現代は、家族を養っている私達のような世代が親に養われていた時代と比べると、状況がずいぶん変わりました。テレビを皆で見ることに代わってネットによって個々に情報を探すことが増えたり、共働きを含め、親の勤務状況も多様化し、子供達も、学校以外の時間の過ごし方の選択肢が非常に増えて多忙になるなど、家族間のコミュニケーションの機会を持つことが物理的に難しくなる中で、コミュニケーションをしやすくするにはどうすれば良いか、色々と考える場面もあるのではないでしょうか。

色々考える場面として代表的な例として、家の間取りがあります。二階に上がる階段がリビングから上がるように配置された「リビング階段」の間取りは、開放的な雰囲気を与えて家が広く感じられるなど、空間デザインとして大変優れていますが、これを採用する際によく挙げられるのが「家族間のコミュニケーションの機会が増える」という理由です。例えば子供が2階の個室に上がる時には必ず家族のいるリビングを通るために、自然と会話が生まれることを期待するわけです。

しかし実際のところ、物理的な間取りは、「結果的として」皆がどう使用したいかが見えてきた段階で、使いやすいかどうかが判明する問題であって、あくまでも家族間の感情や雰囲気、つまり「人間関係が先に来るもの」のようです。クラスの中で親友になれるかどうかが、それぞれの自宅の位置関係には全く依存しないように、仲の良い家族はどんな間取りでも仲が良いし、逆に冷たい空気が開放的な空間全体を支配してしまうこともあるのが現実です。

物理的な間取りが、必ずしも家族間のコミュニケーションを良くする理由にはならないとすれば、家という場所において、どのような工夫があり得るでしょうか。

「場の創造」という考え方

基本的な考え方として持っておくと有効ではないかと思われるのは「場の創造」という考え方です。

たとえば、普段ずっと一緒に過ごしている家族が、わざわざキャンプという場で不便な生活を共にするのは何故でしょう。お祭りの屋台で食べる焼きそばが、何でもない焼きそばのはずなのに、何か特別な美味しさを感じることがあるように、そこにある空気、つまり目に見えるものだけでなく、匂いや、音、肌の感覚。それらが五感を通して強く感じられるときに、食べ物の味が変わったり、またそのことによって、コミュニケーションが進むこともあるのではないでしょうか。

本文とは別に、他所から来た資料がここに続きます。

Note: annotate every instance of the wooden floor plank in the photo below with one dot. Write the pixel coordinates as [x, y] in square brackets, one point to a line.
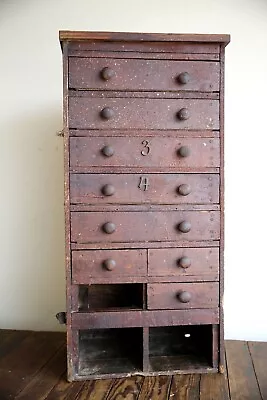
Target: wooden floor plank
[95, 390]
[64, 390]
[10, 340]
[258, 351]
[214, 387]
[126, 388]
[242, 380]
[155, 387]
[185, 387]
[44, 381]
[19, 366]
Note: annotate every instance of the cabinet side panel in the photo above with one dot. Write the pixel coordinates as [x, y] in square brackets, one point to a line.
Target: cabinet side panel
[221, 329]
[72, 340]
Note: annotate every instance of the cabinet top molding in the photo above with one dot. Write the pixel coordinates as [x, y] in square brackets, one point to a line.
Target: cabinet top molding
[143, 37]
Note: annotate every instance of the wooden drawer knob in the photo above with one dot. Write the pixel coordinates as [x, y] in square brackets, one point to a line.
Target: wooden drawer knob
[184, 151]
[183, 78]
[184, 227]
[184, 189]
[184, 262]
[107, 151]
[108, 190]
[109, 264]
[184, 297]
[109, 227]
[183, 114]
[107, 113]
[107, 73]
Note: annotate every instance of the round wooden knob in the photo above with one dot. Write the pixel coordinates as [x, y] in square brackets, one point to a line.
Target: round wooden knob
[109, 227]
[184, 297]
[107, 73]
[184, 189]
[184, 227]
[109, 264]
[183, 78]
[107, 113]
[183, 114]
[107, 151]
[108, 190]
[184, 151]
[184, 262]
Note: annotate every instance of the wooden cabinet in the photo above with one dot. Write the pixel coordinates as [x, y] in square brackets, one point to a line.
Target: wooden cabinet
[143, 134]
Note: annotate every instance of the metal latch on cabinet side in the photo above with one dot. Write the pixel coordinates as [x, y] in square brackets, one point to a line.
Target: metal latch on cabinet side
[61, 317]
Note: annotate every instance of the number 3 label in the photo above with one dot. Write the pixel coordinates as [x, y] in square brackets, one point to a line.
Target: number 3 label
[146, 149]
[143, 183]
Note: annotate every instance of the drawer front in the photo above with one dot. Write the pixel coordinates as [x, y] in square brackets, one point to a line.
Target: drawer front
[145, 188]
[149, 152]
[136, 113]
[182, 295]
[134, 74]
[144, 226]
[184, 262]
[107, 264]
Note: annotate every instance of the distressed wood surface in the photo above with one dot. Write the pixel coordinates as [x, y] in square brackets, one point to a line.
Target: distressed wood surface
[167, 295]
[241, 374]
[85, 73]
[258, 353]
[201, 262]
[185, 387]
[87, 265]
[137, 113]
[144, 188]
[145, 318]
[44, 376]
[149, 152]
[153, 226]
[136, 36]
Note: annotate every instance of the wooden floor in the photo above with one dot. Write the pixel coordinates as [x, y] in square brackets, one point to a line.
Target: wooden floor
[33, 366]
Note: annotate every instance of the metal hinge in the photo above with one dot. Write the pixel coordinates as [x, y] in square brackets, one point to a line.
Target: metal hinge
[60, 133]
[61, 317]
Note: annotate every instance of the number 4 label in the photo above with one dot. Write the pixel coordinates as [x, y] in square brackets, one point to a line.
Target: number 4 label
[143, 183]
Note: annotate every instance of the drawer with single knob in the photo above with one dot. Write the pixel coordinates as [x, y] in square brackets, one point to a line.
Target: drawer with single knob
[142, 113]
[184, 263]
[139, 226]
[137, 74]
[144, 188]
[182, 295]
[107, 264]
[148, 152]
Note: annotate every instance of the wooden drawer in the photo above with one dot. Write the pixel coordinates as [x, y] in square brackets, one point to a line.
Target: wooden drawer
[104, 264]
[181, 263]
[136, 74]
[149, 152]
[142, 113]
[144, 188]
[182, 295]
[141, 226]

昔、家族の団らんの中心に、囲炉裏という場がありました。薪を燃やし、単に暖かいだけでなく、立ち上る炎、煙の匂い、煮炊きされ、焼かれる食べ物…五感を通して感じられる様々なことが、会話のきっかけとして、あるいは共有した記憶として、家族の絆を深めただろうことは想像に難くありません。家での生活ツールが、それぞれ非常に便利に、クリーンになってしまった現代において、囲炉裏のような場を創造するのは、家族間のコミュニケーションを良くするための手助けになりはしないでしょうか。

囲炉裏のような「場」としての薪ストーブ

住宅も密集し、家の中では、たき火のような原始的な熱源はありえなくなってしまった現代。かつてリビングには皆が揃って見るテレビという場がありましたが、もはやそれも場としての力を失い、家族間のコミュニケーションが取り難くなっていることは否定できません。その中で、薪ストーブは、場としての力を持った数少ない家族用装置であるかもしれません。少なくとも、単なる暖房という位置づけを超えて、視覚、音、匂い…家族が集まる場を提供する可能性を持っていることだけは間違いありません。

苦労をしない、スマートな暖房装置が、こと家族にとって、必ずしも最適であるとは言えないのではないでしょうか。少なくとも、合理性や機能性に優れた便利な生活が、コミュニケーションにも最適であるとは言えないと思います。とは言え、時間も費用もシビアで、ご近所に対してもクリーンでなければならず、牧歌的な生活など望みようがない現代です。

別記事で述べますが、特に「料理への活用」という面で、決定的なアドバンテージを持っているモキ製作所の薪ストーブは、家族間のコミュニケーションを良くする「場」を提供できる現実的な装置としての要件を兼ね備えているのです。